The inherent temporal redundancy in videos, where adjacent frames largely overlap, introduces fundamental inefficiencies for current video multimodal large-scale language models (video MLLMs). These models typically treat each sampled frame as an independent image, leading to redundant visual tokens and high computational costs. The new approach detailed in arXiv challenges this paradigm by proposing a more dynamic and efficient video interface.
Visual TL;DR. Video MLLM Inefficiency Problem AdaCodec was introduced. The inefficiency of video MLLM leads to temporal redundancy. Introduced AdaCodec uses predictive visual coding. Predictive visual coding leads to selective frame encoding. Predictive visual coding produces compact P tokens. Selective frame encoding reduces the number of tokens. The compact P token contributes to reducing the number of tokens. Efficiency is increased by reducing the number of tokens. The reduced number of tokens provides better performance.
Video MLLM inefficiency: Treating adjacent frames as independent images results in redundant tokens
Temporal redundancy: Adjacent video frames largely overlap, causing high computational costs.
Introducing AdaCodec: A new dynamic and efficient video interface for MLLM
Predictive visual coding: Intelligently manage visual token transmission based on scene predictions.

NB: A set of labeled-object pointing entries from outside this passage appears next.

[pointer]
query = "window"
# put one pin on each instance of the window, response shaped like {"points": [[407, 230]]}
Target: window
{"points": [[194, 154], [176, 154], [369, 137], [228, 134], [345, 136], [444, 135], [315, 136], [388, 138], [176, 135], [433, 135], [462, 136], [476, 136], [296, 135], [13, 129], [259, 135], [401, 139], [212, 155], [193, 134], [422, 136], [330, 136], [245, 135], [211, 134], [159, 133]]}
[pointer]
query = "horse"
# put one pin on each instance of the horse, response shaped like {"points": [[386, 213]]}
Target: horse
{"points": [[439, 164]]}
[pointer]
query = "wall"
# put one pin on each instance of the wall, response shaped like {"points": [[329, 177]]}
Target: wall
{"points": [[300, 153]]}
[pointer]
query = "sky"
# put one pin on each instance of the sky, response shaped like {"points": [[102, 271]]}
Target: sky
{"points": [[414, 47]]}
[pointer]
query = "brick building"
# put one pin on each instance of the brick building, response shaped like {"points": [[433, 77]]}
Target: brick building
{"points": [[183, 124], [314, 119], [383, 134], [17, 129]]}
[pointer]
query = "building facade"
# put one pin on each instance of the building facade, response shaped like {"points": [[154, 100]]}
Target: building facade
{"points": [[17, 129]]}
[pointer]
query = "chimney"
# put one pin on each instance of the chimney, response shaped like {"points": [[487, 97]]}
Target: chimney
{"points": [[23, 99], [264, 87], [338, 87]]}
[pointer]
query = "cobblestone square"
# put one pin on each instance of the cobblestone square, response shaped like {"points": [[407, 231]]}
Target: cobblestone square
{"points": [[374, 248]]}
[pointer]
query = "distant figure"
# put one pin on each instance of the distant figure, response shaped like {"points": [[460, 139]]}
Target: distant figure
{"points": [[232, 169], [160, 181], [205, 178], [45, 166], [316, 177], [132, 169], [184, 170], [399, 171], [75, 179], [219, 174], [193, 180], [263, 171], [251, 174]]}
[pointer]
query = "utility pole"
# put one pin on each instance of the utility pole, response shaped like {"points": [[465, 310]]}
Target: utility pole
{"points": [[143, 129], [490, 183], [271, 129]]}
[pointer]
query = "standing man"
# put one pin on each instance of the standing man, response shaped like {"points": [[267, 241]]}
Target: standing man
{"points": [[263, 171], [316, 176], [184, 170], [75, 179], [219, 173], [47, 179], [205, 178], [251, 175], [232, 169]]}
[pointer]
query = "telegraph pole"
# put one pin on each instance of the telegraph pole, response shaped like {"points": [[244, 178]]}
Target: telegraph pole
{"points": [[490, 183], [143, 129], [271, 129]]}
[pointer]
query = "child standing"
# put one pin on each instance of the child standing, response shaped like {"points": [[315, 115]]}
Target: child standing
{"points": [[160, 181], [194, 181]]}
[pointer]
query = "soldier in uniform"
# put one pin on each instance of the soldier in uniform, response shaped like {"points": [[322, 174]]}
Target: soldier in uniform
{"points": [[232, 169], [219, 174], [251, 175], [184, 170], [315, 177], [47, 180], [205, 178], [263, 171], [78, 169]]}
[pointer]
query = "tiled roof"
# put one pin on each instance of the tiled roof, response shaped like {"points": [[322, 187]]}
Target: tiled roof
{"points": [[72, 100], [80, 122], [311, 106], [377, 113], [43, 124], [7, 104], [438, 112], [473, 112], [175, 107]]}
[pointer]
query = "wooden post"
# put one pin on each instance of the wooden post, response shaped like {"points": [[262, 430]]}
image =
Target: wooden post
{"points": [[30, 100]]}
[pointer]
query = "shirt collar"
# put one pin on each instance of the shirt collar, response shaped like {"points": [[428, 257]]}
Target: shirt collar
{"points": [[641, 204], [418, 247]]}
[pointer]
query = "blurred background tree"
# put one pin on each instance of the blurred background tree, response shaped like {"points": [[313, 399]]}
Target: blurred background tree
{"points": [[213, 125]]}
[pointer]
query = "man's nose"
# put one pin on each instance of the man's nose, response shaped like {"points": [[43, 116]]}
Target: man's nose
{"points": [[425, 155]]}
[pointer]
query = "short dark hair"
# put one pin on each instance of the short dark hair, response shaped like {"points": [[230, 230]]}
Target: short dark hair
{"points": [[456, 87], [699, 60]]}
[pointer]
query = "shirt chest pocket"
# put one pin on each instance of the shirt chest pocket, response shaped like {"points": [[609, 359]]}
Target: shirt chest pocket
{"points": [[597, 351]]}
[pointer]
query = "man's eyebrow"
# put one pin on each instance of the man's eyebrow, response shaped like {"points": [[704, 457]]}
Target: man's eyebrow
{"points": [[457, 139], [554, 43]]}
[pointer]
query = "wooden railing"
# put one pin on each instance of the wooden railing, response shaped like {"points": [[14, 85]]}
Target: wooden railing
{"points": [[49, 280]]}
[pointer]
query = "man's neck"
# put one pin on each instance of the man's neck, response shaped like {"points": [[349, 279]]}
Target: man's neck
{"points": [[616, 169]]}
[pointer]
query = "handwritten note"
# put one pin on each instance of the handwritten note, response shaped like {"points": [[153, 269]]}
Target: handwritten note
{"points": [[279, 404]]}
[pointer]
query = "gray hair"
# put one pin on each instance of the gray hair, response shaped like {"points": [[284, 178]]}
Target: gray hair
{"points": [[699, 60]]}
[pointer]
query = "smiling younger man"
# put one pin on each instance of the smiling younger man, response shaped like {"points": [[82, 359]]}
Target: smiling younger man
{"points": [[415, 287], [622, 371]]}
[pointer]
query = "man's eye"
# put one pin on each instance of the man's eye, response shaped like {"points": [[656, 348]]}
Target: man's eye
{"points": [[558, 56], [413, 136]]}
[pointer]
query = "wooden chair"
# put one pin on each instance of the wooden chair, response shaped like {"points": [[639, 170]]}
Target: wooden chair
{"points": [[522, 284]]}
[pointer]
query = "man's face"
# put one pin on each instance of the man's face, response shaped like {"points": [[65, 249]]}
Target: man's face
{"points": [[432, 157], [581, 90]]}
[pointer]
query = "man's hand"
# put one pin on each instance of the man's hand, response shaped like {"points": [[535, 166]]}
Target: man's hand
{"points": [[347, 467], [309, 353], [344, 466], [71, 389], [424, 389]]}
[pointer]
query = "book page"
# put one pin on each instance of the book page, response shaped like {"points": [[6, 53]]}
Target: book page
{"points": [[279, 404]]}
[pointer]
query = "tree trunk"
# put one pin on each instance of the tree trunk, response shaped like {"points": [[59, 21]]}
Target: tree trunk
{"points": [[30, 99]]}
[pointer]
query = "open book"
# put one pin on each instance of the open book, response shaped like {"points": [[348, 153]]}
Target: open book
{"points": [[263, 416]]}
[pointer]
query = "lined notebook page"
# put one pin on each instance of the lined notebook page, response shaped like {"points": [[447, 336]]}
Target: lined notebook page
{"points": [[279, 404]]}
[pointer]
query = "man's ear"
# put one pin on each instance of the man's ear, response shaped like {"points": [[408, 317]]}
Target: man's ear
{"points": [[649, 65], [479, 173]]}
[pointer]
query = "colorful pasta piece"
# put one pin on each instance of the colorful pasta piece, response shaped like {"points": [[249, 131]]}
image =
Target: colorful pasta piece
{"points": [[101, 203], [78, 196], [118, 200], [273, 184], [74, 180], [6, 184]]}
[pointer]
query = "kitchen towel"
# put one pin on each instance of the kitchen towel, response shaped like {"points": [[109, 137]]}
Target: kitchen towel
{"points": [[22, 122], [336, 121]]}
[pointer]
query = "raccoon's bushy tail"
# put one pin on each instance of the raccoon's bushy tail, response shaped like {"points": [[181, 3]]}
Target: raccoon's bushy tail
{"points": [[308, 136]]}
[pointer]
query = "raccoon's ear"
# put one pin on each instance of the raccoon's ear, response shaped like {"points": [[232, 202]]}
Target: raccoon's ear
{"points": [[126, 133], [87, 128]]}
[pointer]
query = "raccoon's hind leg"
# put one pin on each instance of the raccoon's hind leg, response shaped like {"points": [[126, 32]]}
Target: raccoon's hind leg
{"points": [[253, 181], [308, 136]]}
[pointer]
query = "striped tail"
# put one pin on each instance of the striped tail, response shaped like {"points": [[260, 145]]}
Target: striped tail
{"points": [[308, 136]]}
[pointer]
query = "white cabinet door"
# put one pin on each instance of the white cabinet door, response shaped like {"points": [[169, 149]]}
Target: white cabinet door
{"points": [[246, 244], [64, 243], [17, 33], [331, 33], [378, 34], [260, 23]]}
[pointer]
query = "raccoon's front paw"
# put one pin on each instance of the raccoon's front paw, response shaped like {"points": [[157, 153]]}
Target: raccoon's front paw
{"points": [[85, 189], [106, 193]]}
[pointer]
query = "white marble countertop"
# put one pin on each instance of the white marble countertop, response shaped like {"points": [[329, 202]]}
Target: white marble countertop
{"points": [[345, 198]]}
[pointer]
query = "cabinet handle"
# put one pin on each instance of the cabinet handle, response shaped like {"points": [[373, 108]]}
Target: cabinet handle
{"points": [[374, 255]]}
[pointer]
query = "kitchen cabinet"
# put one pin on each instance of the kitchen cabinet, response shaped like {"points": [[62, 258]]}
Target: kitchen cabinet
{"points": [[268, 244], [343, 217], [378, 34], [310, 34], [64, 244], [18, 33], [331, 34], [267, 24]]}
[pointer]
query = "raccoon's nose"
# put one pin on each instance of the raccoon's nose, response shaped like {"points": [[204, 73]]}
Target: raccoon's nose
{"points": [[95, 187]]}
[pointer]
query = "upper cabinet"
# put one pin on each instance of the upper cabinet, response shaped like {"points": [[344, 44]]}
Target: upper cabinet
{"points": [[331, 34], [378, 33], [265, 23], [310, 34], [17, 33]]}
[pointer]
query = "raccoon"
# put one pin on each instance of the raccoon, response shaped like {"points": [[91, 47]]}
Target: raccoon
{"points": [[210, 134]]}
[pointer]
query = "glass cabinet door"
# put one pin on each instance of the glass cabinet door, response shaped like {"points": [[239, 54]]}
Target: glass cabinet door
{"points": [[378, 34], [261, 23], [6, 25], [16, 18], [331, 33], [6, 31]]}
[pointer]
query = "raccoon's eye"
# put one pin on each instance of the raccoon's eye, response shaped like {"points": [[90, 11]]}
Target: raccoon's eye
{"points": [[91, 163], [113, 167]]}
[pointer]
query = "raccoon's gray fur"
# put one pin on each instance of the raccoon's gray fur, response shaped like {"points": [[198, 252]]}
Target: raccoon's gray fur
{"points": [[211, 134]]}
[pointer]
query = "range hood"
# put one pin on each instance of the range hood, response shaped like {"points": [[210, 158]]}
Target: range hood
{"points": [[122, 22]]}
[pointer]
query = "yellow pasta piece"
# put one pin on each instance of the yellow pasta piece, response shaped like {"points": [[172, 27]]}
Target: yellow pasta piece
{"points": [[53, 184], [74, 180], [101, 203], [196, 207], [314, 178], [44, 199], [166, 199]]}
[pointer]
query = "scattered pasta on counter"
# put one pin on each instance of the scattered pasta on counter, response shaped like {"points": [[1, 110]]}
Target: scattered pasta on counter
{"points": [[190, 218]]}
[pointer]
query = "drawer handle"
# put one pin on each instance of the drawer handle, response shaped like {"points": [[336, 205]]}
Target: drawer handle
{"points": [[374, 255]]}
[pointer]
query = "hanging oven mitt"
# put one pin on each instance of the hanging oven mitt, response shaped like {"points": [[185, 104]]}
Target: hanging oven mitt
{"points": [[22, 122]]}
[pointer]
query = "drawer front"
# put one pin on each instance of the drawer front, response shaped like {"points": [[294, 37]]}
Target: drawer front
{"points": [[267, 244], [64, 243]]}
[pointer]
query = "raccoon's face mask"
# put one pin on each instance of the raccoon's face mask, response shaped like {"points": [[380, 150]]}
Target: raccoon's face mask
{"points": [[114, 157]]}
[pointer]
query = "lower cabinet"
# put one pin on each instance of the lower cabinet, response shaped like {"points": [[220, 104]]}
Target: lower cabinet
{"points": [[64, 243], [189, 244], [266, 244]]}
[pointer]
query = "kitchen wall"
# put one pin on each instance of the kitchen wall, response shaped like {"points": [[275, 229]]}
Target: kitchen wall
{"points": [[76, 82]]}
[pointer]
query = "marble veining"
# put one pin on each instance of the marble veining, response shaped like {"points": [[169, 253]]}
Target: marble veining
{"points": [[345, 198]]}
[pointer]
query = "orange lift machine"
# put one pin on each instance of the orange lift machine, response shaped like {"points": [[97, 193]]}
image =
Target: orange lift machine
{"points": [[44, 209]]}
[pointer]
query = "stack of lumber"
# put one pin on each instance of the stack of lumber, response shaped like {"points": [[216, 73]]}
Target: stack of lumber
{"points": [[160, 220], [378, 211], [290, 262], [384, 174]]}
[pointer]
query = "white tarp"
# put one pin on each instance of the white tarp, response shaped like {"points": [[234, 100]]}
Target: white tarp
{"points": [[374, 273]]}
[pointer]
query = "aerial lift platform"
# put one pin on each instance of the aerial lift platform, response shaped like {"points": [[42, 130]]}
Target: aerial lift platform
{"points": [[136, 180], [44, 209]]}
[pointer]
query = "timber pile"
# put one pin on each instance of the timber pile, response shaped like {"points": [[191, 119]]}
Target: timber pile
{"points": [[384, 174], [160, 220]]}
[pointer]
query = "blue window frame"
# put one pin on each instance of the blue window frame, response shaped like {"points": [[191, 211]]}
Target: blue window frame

Selective frame encoding: Send a complete reference frame only when scene prediction is unreliable.
Compact P token: Encodes frame-to-frame changes such as motion and prediction residuals.
Reduced number of tokens: Significantly minimize the visual tokens required to understand the video.
Increased efficiency: Significantly reduce tokenization costs and latency for video MLLM.
Better performance: Achieve better results with a fraction of your computational budget.
Visual TL;DR
Reduce redundancy with predictive visual coding
The core of the innovation lies in a “predictive visual code” that intelligently manages the transmission of visual tokens. This system, instantiated as AdaCodec, does not fully encode every frame, but instead selectively sends a complete reference frame only when the scene prediction is unreliable. Otherwise, compact “P-tokens” are used to encode changes between frames, including motion and prediction residuals. This adaptation strategy significantly minimizes the number of visual tokens required to understand the video.
Significant improvements in efficiency and performance
AdaCodec shows significant improvement over the baseline Qwen3-VL-8B model across 11 benchmarks. Even with a significantly reduced token budget (1/7), AdaCodec using 32,000 tokens outperforms the 224,000 baseline on all long video benchmarks. Additionally, on common video benchmarks, not only does the average score improve, but the time to first token decreases from 9.26 seconds to just 1.62 seconds. This leap in efficiency makes real-time video analysis and interaction much more achievable.